Response: One of the purposes of the regulation is to clarify the services that are available for federal financial participation under the outpatient hospital benefit category. We believe the services included in the proposed rule described those services that are unique to outpatient hospital settings. To the extent that States are currently defining additional services as outpatient hospital services in order to include their costs in calculating the hospital-specific limit under the disproportionate share hospital (DSH) program, those services would no longer be allowable in the DSH calculation under the final rule. On the other hand, payment for those services would not be subject to outpatient hospital upper payment limits.
Comment: One commenter urged CMS to specify that outpatient hospital services must be provided in provider-based settings.
Response: As § 440.20(4)(ii) explains, outpatient hospital clinic and hospital facility services “are furnished by an outpatient hospital facility, including an entity that meets the standards for provider-based status as a department of an outpatient hospital as set forth in § 413.65 of this chapter.” As mentioned previously, the outpatient hospital services benefit includes only services of hospitals and departments of hospitals, not services provided in other settings, even if hospital-owned and provider-based. All other Medicaid covered services provided in a hospital-owned setting must be covered and paid for under a distinct Medicaid State plan benefit category and reimbursement methodology.
Comment: One commenter requested additional clarification on the scope of services paid under alternate Medicare Start Printed Page 66195payment methodologies as outpatient hospital services that would be included under this proposed definition.
Response: The final rule allows for coverage of any service that may be claimed as an outpatient hospital institutional service under the Medicare program with the exception of those services that are covered under another Medicaid benefit category in the State plan. Please refer to Medicare rules and guidance for further information on the scope of the Medicare outpatient hospital benefit.

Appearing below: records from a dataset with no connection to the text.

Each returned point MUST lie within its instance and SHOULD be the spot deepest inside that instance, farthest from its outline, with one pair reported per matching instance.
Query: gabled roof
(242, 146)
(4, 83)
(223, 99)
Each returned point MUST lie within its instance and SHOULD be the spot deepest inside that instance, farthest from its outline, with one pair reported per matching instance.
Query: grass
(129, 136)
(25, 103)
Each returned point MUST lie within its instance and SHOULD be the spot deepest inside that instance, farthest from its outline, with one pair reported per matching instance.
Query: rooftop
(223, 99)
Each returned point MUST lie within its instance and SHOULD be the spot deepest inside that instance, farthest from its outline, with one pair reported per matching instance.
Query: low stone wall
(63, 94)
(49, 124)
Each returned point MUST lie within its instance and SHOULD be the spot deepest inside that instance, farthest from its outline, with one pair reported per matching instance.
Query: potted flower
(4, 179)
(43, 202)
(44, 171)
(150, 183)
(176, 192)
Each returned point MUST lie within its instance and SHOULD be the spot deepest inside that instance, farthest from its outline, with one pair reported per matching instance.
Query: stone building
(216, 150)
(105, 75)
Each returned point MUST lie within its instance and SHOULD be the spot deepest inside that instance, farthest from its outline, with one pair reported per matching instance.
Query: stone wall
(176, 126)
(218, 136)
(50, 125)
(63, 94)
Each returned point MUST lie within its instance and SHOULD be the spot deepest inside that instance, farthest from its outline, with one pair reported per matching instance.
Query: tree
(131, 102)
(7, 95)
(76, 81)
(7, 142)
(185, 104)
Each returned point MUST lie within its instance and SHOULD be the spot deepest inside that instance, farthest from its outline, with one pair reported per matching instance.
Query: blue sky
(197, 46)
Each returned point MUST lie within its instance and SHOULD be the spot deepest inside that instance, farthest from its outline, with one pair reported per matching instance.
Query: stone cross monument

Comment: One commenter requested that CMS “confirm that costs for services not explicitly excluded from the OPPS are therefore includable (assuming that these services meet the other proposed criteria).”
Response: Only those services that are included in OPPS or an alternate Medicare fee schedule may be included as part of the Medicaid outpatient hospital benefit category.
Comment: One commenter stated that Title 42, § 410.20(b) of the CFR also excludes certain categories of hospitals from the Medicare OPPS. The commenter requested that CMS clarify that services included under this provision may be defined as Medicaid outpatient hospital services.
Response: The commenter was apparently referring to 42 CFR 419.20, since 42 CFR 410.20 refers to coverage of physician services. This rule does not require that States apply the OPPS payment system, but only that the definition of outpatient hospital services be consistent with the scope of services included under OPPS. In other words, whether a hospital is excluded from OPPS or not, the scope of outpatient hospital services would be uniform for both Medicare and Medicaid.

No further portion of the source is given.